“Put a cork in it!” We’ve all been on the receiving end of that one before (or maybe it’s just me?), and it’s pretty much universally recognized that that gem has everything to do with shutting the heck up. But I’m quite tickled to announce that it can now also be applied to firestopping, a field that, up until recently, has been depressingly lacking in vintage, funny-sounding commands. Not anymore.
Firestopping, if you’re not familiar with it, is the practice of blocking structural gaps (like the spaces where ductwork, pipe, and conduit pass through walls, floors and ceilings) with different intumescent materials (caulk, putty, spray foam, fire pillows and the like). Once the squishy stuff is worked into place, and sometimes left to cure, it’s able to expand to many times its original size when exposed to fire and dangerously high heat. This expansion fills all the gaps, and prevents flame and smoke from squeezing itself along pipes and ductwork and sneaking into other rooms or floors. In a nutshell, firestopping can be a major life- and building-saver.

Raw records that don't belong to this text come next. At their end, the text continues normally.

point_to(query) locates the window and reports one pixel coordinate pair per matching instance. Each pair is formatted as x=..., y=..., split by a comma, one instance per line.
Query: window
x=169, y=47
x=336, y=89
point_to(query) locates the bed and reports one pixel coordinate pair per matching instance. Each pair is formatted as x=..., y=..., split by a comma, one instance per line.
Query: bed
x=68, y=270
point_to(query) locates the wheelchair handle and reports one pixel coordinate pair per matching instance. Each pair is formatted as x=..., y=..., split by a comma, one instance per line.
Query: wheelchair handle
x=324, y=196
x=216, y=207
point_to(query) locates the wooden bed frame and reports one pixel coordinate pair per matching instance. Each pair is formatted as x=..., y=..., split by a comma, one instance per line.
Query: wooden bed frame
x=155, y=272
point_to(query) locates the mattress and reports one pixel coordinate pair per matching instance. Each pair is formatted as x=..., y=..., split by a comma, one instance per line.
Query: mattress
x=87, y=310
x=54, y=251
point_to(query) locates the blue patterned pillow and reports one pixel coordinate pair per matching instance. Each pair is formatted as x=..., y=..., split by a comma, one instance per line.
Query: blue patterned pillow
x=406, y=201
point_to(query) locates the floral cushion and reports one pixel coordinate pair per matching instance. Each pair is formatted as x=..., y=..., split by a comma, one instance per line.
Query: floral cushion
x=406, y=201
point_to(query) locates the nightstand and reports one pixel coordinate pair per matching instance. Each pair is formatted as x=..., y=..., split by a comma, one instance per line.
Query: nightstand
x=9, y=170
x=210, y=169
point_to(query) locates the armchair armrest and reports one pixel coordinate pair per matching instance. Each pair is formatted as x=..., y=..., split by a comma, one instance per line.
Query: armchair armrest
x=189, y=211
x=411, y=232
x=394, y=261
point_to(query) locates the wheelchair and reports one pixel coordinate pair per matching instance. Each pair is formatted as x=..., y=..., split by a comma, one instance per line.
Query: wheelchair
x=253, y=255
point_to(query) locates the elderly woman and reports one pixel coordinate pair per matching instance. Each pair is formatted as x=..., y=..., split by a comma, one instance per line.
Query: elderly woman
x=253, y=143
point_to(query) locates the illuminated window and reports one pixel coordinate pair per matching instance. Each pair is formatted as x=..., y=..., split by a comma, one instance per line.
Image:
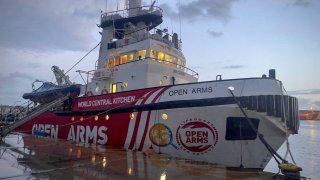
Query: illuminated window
x=161, y=82
x=97, y=87
x=167, y=58
x=174, y=61
x=116, y=60
x=131, y=116
x=142, y=54
x=131, y=56
x=179, y=63
x=160, y=55
x=110, y=63
x=113, y=87
x=153, y=53
x=123, y=59
x=164, y=116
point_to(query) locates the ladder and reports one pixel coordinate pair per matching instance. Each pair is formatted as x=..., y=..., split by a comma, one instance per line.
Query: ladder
x=42, y=108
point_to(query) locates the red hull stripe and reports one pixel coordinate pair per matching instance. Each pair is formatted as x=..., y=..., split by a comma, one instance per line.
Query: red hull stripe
x=148, y=119
x=136, y=126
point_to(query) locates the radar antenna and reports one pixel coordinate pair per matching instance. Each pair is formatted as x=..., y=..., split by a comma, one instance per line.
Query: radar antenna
x=61, y=78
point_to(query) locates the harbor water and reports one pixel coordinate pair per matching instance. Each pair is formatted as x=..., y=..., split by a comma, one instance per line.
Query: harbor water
x=305, y=148
x=49, y=159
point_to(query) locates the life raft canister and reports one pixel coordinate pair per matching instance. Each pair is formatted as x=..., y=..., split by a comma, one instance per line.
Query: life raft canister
x=89, y=93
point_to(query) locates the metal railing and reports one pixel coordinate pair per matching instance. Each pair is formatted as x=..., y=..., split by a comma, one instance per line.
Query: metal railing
x=124, y=13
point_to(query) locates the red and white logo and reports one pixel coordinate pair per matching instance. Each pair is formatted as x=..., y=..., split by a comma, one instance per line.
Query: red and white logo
x=196, y=136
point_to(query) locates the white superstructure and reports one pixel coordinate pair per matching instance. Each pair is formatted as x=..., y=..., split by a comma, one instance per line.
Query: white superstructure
x=134, y=54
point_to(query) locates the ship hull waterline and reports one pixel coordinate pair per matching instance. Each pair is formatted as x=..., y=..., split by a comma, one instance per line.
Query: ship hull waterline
x=199, y=128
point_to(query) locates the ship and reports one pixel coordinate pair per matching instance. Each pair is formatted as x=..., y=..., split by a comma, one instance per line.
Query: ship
x=142, y=96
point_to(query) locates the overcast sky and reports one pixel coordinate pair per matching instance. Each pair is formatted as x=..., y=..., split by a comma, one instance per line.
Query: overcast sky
x=234, y=38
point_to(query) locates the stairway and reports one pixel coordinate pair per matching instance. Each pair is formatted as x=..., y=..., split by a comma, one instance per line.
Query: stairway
x=40, y=109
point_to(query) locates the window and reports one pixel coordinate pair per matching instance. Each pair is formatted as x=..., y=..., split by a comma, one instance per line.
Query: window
x=110, y=63
x=142, y=54
x=238, y=128
x=131, y=56
x=160, y=55
x=174, y=62
x=116, y=60
x=113, y=87
x=153, y=53
x=123, y=59
x=97, y=87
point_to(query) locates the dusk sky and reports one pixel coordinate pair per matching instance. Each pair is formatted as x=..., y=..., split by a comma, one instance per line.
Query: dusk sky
x=234, y=38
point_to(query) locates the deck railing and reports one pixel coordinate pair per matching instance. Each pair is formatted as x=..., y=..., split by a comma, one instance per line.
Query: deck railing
x=124, y=13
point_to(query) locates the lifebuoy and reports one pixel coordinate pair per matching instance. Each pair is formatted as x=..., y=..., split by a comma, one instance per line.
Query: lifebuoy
x=104, y=91
x=89, y=93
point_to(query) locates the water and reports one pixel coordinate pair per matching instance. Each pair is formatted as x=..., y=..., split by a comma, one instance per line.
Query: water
x=305, y=148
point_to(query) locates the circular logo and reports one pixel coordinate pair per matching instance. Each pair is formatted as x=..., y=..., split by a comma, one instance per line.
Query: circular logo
x=161, y=135
x=197, y=136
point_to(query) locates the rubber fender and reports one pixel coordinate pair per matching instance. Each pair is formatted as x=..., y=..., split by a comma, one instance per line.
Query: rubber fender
x=289, y=167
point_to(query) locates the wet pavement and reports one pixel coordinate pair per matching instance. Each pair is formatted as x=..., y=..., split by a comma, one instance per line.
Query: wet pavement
x=41, y=158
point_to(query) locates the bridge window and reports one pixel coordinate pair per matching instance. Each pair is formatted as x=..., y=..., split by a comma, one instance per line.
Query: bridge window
x=113, y=87
x=123, y=59
x=238, y=128
x=160, y=55
x=110, y=63
x=142, y=54
x=116, y=60
x=167, y=58
x=153, y=53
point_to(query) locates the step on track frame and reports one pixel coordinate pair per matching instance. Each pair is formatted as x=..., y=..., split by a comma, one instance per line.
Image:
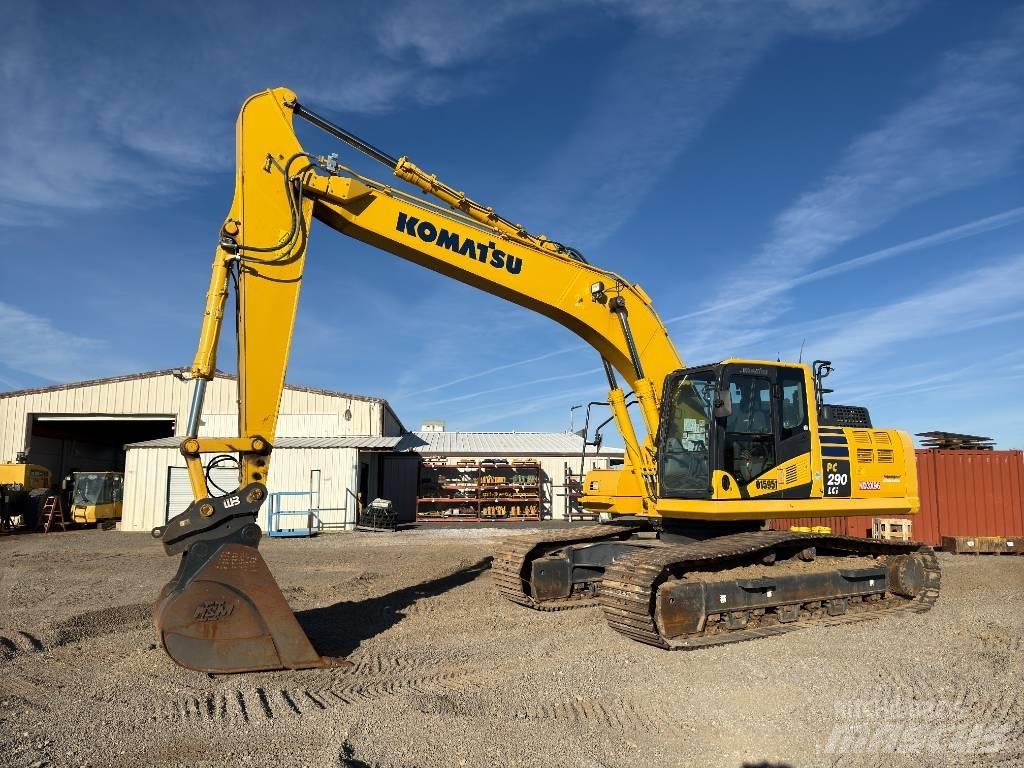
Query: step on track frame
x=629, y=591
x=515, y=554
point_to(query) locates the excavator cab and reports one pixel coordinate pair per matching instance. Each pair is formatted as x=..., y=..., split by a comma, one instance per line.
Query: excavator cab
x=728, y=428
x=96, y=497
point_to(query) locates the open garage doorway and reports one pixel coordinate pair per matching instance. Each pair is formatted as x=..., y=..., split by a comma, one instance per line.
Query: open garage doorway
x=90, y=443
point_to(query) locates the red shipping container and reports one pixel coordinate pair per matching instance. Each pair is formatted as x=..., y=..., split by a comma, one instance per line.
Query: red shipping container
x=963, y=493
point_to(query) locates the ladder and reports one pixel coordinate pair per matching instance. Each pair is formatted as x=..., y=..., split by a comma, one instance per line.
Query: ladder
x=52, y=512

But recall how I just referred to intumescent firestop materials as “the squishy stuff.” It’s often messy, and usually needs to be squeezed out of tubes, sprayed out of cans, or even troweled around. But STI Firestop was nice enough to come up with a clean one-piece flame-blocking product that won’t leave you having to hose yourself off post-application. You basically just put a cork in it, and call it a day.
The “cork” is actually STI’s intumescent firestop plug. It’s made out of polyurethane foam, which is neat and clean to the touch, but still able to swell to 10 times its normal size in the presence of fire. To install, you just squeeze it to fit into the end of a conduit run, push it into place, and then walk away. It’s even reusable, if it hasn’t intumesced – if you decide to use it somewhere else, just pull it out, and relocate it to wherever you need it. I don’t know about you, but with these late-breaking developments, I’ll gladly put a cork in it any day.